The Education of Fredrick Fitzell : prisonniers du temps
Dylan O’Brien est perdu, et nous aussi, entre différents niveaux de réalité et de souvenirs dans ce thriller lourdingue.
Après la bonne impression laissée par le chouette post-apo Love and Monsters sur Netflix, il nous tardait de découvrir sur Prime le nouveau film fantastique porté par Dylan O’Brien, acteur bien plus charismatique et intéressant à suivre que la plupart des bellâtres au physique éternellement juvénile ayant explosé grâce aux dystopies pour ados, cinématographiques ou télévisuelles (dans son cas, la trilogie Le Labyrinthe). Réalisé par Christopher McBride, Flashback – pompeusement retitré The Education of Fredrick Fitzell en France -, fait partie de ces films-puzzle qui veulent nous faire douter de la réalité qui nous entoure en même temps que son héros, catapulté dans son propre passé pour lever le voile sur une disparition mystérieuse. Chassant aussi bien sur les terres du Christopher Nolan de Memento et Inception, que d’Eternal Sunshine of the spotless mind et Brick, Flashback est une œuvre sous influence(s) qui fascine un temps… avant de s’effondrer sur elle-même.
Le temps, une réalité toute relative
Fred (Dylan O’Brien, donc) est un informaticien trentenaire qui réalise pas à pas le rêve de tout cadre blanc occidental, à savoir s’installer avec sa jolie femme Karen (Hannah Gross) dans un appartement luxueux, décrocher un job juteux dans le marketing et faire des enfants. Fred n’est pourtant pas heureux et vit mal l’hospitalisation de sa mère, atteinte de la maladie d’Alzheimer. Des flashes de son passé l’assaillent et prennent plus d’ampleur lorsqu’il retombe sur un ami d’enfance, un petit voyou nommé Sebastian (Emory Cohen, vu dans Detour et Brooklyn). Fred se remémore les soirées où ils ont expérimenté une puissante drogue, la Mercury, en compagnie d’une fille blonde, Cindy (Maika « It Follows » Monroe, évanescente à bon escient), qui a disparu brutalement de leur vie, sans explication. Fred l’avait oublié.

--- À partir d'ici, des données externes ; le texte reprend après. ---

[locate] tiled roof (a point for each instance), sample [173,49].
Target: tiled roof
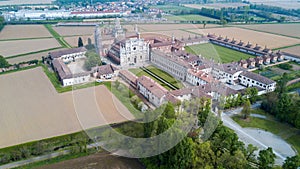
[57,54]
[155,88]
[257,77]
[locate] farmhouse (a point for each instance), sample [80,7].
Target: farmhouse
[227,73]
[104,71]
[151,90]
[66,76]
[250,79]
[68,55]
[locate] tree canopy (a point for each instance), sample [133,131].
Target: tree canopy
[3,62]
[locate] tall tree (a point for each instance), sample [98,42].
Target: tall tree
[3,62]
[266,158]
[246,109]
[80,43]
[292,162]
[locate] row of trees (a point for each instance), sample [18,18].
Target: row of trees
[221,149]
[283,105]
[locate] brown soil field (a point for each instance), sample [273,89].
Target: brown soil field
[292,50]
[10,48]
[73,41]
[29,57]
[283,29]
[20,2]
[74,30]
[24,31]
[31,109]
[254,37]
[99,160]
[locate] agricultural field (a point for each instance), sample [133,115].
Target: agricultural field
[73,41]
[216,5]
[171,8]
[263,39]
[291,30]
[290,4]
[218,53]
[29,57]
[18,2]
[292,50]
[74,30]
[17,47]
[98,160]
[24,31]
[48,109]
[189,18]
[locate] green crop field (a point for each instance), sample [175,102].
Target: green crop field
[171,8]
[218,53]
[189,18]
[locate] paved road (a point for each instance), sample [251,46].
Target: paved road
[257,137]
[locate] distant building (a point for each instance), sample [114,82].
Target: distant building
[65,75]
[151,90]
[68,55]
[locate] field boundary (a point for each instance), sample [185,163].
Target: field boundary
[57,36]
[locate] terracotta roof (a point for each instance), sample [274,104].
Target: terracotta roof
[106,69]
[57,54]
[230,68]
[63,70]
[155,88]
[130,76]
[257,77]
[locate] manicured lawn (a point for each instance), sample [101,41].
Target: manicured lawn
[189,18]
[167,77]
[285,131]
[218,53]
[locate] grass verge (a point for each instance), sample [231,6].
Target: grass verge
[270,124]
[59,38]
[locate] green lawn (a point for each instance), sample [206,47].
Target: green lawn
[189,18]
[216,52]
[164,75]
[285,131]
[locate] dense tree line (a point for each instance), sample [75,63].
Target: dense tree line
[222,149]
[281,104]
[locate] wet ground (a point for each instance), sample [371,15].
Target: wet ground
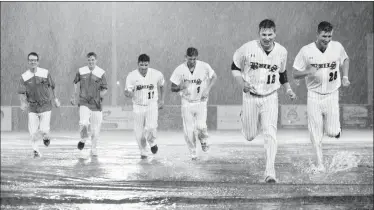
[229,176]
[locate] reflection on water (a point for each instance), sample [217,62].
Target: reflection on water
[229,176]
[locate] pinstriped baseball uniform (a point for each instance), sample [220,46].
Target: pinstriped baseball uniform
[90,108]
[194,110]
[323,93]
[260,109]
[145,105]
[37,88]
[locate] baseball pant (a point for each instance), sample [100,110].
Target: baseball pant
[38,122]
[194,124]
[323,118]
[90,119]
[261,112]
[145,125]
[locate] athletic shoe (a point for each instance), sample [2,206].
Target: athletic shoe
[84,132]
[204,147]
[93,152]
[80,145]
[270,179]
[143,157]
[37,154]
[46,142]
[154,149]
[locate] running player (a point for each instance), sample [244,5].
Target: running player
[93,87]
[37,91]
[142,86]
[259,67]
[193,80]
[320,63]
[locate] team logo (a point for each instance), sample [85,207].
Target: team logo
[274,68]
[333,65]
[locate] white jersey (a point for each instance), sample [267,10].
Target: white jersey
[327,78]
[258,68]
[197,80]
[145,88]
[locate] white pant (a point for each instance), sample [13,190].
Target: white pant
[323,115]
[92,119]
[194,123]
[261,113]
[145,125]
[38,122]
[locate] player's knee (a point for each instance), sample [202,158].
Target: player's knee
[248,136]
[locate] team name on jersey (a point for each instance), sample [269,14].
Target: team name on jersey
[256,65]
[140,87]
[197,81]
[331,65]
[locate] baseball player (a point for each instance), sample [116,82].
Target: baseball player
[93,86]
[259,67]
[194,79]
[319,63]
[36,92]
[142,86]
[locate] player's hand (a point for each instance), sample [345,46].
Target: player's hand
[249,88]
[57,103]
[160,104]
[345,82]
[312,71]
[129,93]
[24,106]
[73,100]
[291,94]
[205,95]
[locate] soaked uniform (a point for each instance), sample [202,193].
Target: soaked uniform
[260,109]
[323,87]
[145,106]
[90,102]
[194,110]
[38,88]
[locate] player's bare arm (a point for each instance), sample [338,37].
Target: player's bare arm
[161,98]
[345,69]
[212,81]
[75,94]
[24,103]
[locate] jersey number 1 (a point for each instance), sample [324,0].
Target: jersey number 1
[271,79]
[333,76]
[151,94]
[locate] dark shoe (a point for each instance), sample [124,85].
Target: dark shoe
[154,149]
[143,157]
[204,147]
[80,145]
[46,142]
[84,132]
[270,179]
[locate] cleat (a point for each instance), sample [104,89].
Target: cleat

Où est-elle ? Qu’est-il arrivé ? Le jeune homme va devoir trouver des réponses dans l’exploration de son passé, qui ressemble de plus en plus à une réalité alternative…
« Le Matthew McConaughey de True Detective pourrait débarquer en voix off et parler de « time is a flat circle » ! »
Typiquement le genre de projet qui donne son maximum pour vous happer dans son univers sans avoir pour autant les armes pour récompenser votre attention, Flashback déroule dans sa première demi-heure une histoire intrigante, suggérant que les obsessions tenaces qui font vaciller l’existence de Fred résultent d’un black-out massif dû à une drogue expérimentale. Enquêter sur son passé en se projetant littéralement dans ses souvenirs, tout en brodant une ambiance de film noir post-adolescent, est un prétexte narratif idéal pour tester tous les artifices de mise en scène possibles. Et de ce côté-là, Christopher McBride lâche effectivement les chevaux : il triture les vitesses de défilement, nous bombarde d’images psychédéliques, superpose visages et décors à la moindre occasion et fait tourner la caméra sur elle-même à peu près aussi vite que votre cerveau à la fin d’une soirée arrosée. Le film ne se repose jamais : au contraire, il amplifie notre sentiment de perdition à mesure que Fred pense résoudre le mystère Cindy. La blonde vaporeuse existe-t-elle vraiment ? Est-elle coincée dans une faille temporelle ? Dans un autre parcours de vie ? Flashback ose construire dans son dernier tiers une forme d’explication intenable (les différentes existences possibles du héros pourraient se dérouler simultanément), quittant toute réalité tangible pour empiler des fins successives déroutantes. Le Matthew McConaughey de True Detective pourrait débarquer en voix off et parler de « time is a flat circle » ! Flashback se termine dans la confusion la plus totale en justifiant ses premières images, sans que l’on soit plus avancé ou satisfait sur le sens de ce qu’on vient de voir. Grandes idées, exécution ratée.